Exscientia is no stranger to wheeling and dealing, having scored several major collaborations before its first major financing round about a year ago. The biotech netted partnerships with a host of Big Pharmas including Bayer, Roche, Sanofi and GlaxoSmithKline, not limiting their platform to one area: The deals ranged from cardiology and oncology to psychiatric and metabolic diseases.
Those deals also followed a team-up with Sumitomo Dainippon Pharma for an experimental pill in obsessive compulsive disorder, which the pair claim was the first AI-developed drug to enter the clinic when it began Phase I in early 2020.

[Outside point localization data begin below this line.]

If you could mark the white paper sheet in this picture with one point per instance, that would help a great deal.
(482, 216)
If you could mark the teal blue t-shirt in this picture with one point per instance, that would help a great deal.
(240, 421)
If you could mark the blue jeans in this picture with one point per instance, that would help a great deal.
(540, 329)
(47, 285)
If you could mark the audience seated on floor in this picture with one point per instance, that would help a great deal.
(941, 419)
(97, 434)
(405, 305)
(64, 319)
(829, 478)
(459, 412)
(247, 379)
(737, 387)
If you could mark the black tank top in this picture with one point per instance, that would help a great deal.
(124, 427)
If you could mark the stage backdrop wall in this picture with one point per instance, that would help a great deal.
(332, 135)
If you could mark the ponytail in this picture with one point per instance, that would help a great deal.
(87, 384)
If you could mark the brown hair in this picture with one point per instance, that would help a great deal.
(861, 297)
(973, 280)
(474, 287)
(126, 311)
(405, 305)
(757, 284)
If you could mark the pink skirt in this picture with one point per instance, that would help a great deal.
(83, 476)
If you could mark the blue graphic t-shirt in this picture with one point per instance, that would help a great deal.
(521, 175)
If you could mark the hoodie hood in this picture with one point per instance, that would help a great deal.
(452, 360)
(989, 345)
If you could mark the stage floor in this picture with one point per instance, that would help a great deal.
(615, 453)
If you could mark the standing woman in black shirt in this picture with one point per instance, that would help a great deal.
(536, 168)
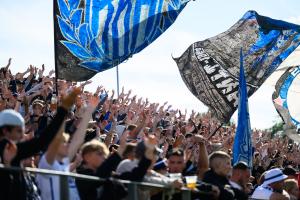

But back in May 2020, Exscientia began hitting the gas in raising capital, netting a $60 million Series C to more than double their previous round from 2018. The Series C was ultimately expanded this past March when BlackRock pushed its total to $100 million, and Exscientia quickly raised another $525 million in late April — a raise that included a $252 Series D round, plus a $300 million equity investment by SoftBank.
“Technologically we see our goal is to solve drug design and to then use that tech to then scale how we deliver high-quality, precision-engineered drugs into the clinic,” Hopkins told Endpoints. “The more projects we run, the more our system learns and the better it gets. There is a direct correlation of learning by doing.”
The biotech has also continued to tout what it says are the first-ever experimental drugs to hit the clinic. In the vein of its OCD pill, Exscientia said in April that its AI-designed molecule for immuno-oncology is the first such compound to reach in-human testing in that area as well.
This article has been updated to include comment from Exscientia CEO Andrew Hopkins.